Scraping a web page for android app

Posted by farezv on September 12, 2014

So I’m working on an android app that requires accessing some search results from a web page and scraping those results for the relevant information I’m looking for. There are two ways I can approach this problem.

Android Client + Node.js server

This is the ideal scenario because I would like my android app to be as thin as possible. I would also like an elegant solution where the data between the app and the server is passed in json and therefore light on the phone’s network footprint. I have a simple prototype of this running using socket.io for node.js and this socket.io java library.

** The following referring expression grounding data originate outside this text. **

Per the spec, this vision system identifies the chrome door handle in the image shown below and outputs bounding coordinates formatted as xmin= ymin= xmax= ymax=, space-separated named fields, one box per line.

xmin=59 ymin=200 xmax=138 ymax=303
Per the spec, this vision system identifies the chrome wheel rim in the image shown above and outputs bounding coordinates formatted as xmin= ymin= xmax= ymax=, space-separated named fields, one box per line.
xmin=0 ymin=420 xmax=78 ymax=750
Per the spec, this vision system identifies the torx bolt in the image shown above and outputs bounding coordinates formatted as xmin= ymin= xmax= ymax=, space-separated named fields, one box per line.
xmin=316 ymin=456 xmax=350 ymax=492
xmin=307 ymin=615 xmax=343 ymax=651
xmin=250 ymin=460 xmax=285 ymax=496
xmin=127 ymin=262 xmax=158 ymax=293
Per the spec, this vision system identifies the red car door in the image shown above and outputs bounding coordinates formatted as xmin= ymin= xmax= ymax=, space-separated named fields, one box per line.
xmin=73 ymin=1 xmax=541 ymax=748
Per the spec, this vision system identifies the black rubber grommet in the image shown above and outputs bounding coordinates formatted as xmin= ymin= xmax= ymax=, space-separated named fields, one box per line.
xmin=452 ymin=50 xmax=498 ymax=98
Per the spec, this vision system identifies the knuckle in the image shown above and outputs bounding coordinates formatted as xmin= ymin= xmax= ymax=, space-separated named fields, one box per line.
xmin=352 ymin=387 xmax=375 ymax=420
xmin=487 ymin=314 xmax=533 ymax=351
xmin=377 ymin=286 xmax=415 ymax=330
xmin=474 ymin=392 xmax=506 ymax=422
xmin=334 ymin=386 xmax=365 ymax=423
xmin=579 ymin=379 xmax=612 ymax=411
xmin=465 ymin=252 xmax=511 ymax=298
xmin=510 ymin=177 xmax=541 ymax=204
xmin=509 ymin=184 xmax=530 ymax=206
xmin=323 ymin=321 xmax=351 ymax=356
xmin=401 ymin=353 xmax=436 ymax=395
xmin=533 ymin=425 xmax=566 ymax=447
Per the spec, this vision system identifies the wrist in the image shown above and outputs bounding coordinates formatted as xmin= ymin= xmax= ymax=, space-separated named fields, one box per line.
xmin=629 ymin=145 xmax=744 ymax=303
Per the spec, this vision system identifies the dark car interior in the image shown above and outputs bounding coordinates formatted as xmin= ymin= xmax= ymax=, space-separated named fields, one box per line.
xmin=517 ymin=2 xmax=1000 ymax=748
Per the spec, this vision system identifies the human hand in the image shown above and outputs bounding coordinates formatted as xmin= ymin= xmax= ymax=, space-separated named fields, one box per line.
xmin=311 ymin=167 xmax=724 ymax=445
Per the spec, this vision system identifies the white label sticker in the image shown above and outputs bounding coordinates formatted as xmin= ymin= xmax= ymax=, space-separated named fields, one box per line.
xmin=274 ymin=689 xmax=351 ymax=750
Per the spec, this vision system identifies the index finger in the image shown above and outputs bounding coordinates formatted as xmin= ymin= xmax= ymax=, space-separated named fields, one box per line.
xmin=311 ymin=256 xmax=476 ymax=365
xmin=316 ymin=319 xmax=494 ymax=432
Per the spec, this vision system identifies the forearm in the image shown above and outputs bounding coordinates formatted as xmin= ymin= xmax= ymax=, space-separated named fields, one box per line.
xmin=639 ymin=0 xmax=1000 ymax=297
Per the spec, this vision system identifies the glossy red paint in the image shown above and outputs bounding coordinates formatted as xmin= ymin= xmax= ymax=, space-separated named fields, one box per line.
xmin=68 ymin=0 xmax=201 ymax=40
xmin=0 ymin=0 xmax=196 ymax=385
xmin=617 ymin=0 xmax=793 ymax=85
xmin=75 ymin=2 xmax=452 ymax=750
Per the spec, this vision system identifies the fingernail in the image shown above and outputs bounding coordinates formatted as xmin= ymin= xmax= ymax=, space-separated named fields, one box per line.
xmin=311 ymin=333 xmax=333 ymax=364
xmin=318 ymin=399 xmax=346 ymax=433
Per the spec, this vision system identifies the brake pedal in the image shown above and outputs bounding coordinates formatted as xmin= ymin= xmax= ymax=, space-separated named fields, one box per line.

I can use scraper.js for the scraping part. The major problem with this approach that I’ve encountered so far is the redirect loop problem in the request module that scraperjs uses. Apparently, the url I’m trying to scrape doesn’t recognize the http request coming from any common browser (which is true) and ends up sending me through a loop of 301 or 302 redirects (which is dumb).

Scraping on the client itself

This would be the simplest approach and if I can’t figure out a node.js solution above then I’ll use this as the last resort. The biggest problem with this approach is that it requires using some sort of scraping mechanism on the client itself. It also means that the app now has to receive a bunch of html, most of which it won’t use.

Let’s hope the request bug above gets fixed or scraper can let me explicitly set the user-agent header as a common browser as this comment explains.

Guess I’ll spend some time looking for web scraping java libraries for android…